Di contro, il manicomio porta ordine e risponde con la cieca onnipotenza dei medici nell'ostinarsi a trattare i pazienti come casi clinici, utilizzando terapie disumane come l'elettroschock e la lobotomia (asportazione di una parte di cervello!) col risultato di insinuare nella mente di individui, indubbiamente problematici ma non per questo emarginabili, pensieri di irrecuperabilità e impossibilità di un'esistenza dignitosa e normale.
La domanda di fondo che emerge dal film è quella che pone l'accento sul confine di demarcazione tra il mondo della normalità e quello della follia. Siamo proprio sicuri che all'interno del manicomio i veri pazzi siano i pazienti?
Nel finale Randle pagherà a caro prezzo la sua ingenuità: dopo aver tentato di strozzare la Ratched, credendo con tale gesto di poter davvero vincere contro la brutalità e la disumanità, verrà sottoposto a lobotomia e trasformato in una sorta di inerme automa.

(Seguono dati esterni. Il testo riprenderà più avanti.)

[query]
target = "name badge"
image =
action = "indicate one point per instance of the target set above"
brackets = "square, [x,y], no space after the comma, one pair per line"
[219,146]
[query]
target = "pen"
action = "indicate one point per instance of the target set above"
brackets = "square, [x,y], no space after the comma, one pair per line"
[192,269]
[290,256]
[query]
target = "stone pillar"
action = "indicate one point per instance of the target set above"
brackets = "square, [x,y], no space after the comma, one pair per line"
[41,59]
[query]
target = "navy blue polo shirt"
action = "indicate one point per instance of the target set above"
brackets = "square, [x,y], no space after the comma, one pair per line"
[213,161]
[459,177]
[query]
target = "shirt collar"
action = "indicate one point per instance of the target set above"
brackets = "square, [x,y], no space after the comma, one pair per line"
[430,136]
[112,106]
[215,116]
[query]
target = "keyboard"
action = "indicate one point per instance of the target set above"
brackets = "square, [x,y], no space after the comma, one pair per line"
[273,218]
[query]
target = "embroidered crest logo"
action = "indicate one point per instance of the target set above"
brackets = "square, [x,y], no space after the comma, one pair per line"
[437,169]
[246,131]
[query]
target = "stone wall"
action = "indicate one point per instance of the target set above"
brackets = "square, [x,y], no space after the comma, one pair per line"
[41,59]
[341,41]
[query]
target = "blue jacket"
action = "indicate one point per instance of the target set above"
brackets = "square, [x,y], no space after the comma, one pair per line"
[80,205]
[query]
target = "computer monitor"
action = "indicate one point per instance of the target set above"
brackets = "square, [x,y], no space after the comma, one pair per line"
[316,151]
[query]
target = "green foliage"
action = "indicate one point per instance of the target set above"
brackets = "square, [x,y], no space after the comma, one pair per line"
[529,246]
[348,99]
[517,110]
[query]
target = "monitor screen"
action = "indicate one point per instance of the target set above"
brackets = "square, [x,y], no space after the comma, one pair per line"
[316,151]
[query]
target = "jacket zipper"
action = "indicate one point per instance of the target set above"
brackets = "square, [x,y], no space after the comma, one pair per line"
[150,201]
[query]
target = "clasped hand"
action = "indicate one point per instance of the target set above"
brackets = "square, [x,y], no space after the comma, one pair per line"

L'ordine è ripristinato, tutto può tornare come prima. La vita del manicomio riprende la sua normale attività, come se niente fosse mai successo.
Ma forse non è finita…
Il gigantesco indiano finto-muto, con il quale Randle aveva stretto amicizia, non può sopportare di vedere il suo amico ridotto ad uno stato vegetativo e sceglie pietosamente di mettere fine alla sua vita soffocandolo con un cuscino. Sembra la fine di tutto, ma probabilmente è solo l'inizio. L'indiano non uccide Randle, bensì il Randle malato che è in ognuno di quei poveretti. E' solo dopo aver trovato la forza di eliminare la malattia, l'impotenza e la rassegnazione, che l'uomo riuscirà a riscattare l'amico e se stesso. La notte stessa rompe una vetrata e riesce ad evadere: può finalmente correre libero incontro alla guarigione, incontro alla vita, in un lieto fine che trova la sua realizzazione in una morte che si pone come l'inizio di una nuova vita.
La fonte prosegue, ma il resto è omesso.